Christopher Hourigan is a physician-scientist known for work on measurable residual disease (MRD; previously termed minimal residual disease) in acute myeloid leukemia.[1][2][3][4][5][6][7]

He is the Chief of the Laboratory of Myeloid Malignancies at the National Heart, Lung, and Blood Institute of the National Institutes of Health in Bethesda, Maryland.[8]

Education[edit]

Hourigan graduated from Oxford University Medical School and received his DPhil for work with Sir John Bell (physician) at the Weatherall Institute of Molecular Medicine at Oxford University. He completed postdoctoral clinical training at Guy’s and St Thomas’ Hospital in London, Johns Hopkins Bayview Medical Center, and the Sidney Kimmel Comprehensive Cancer Center at Johns Hopkins Hospital in Baltimore.[8] He is ABIM board certified in Internal Medicine, Hematology, and Medical Oncology.

Research[edit]

Hourigan is best known for work on Measurable Residual Disease (MRD) and precision medicine in Acute Myeloid Leukemia (AML).

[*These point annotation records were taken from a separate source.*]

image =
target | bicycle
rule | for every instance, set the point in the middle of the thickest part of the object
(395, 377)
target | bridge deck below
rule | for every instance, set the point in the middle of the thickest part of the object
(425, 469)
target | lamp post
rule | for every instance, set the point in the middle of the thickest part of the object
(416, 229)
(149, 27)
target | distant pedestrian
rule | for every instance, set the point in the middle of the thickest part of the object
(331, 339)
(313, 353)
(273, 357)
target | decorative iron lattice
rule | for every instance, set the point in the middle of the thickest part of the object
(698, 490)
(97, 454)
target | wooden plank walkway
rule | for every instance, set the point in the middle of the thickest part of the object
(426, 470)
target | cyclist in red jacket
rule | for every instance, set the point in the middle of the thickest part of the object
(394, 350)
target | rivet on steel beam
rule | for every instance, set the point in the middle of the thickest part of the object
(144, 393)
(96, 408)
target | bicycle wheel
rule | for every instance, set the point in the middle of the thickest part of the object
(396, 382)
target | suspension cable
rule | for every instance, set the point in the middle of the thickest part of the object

This included the demonstration that intervention in patients with AML MRD may improve survival,[9][10][11][12][13][14][15][16][17]
that low-level TP53 mutations are detectable pre-transplantation in patients with sickle cell disease who develop myeloid malignancy after hematopoietic stem cell transplantation, and that patient-personalized single cell sequencing can distinguish mutations associated with non-malignant cells rather than residual AML.[18] He holds senior leadership positions in the European Leukemia Network (ELN) guidelines committee for AML MRD, the Foundation for the National Institutes of Health (fNIH) biomarkers consortium for AML MRD, the National Cancer Institute (NCI) MyeloMATCH precision medicine initiative, the Center for International Blood and Marrow Transplant Research (CIBMTR) and on the American Society of Hematology (ASH) guidelines committee for AML in older adults.

Honors and awards[edit]

In 2019, Hourigan received a Presidential Early Career Award for Scientists and Engineers for his research on Measurable Residual Disease in Acute Myeloid Leukemia.[19]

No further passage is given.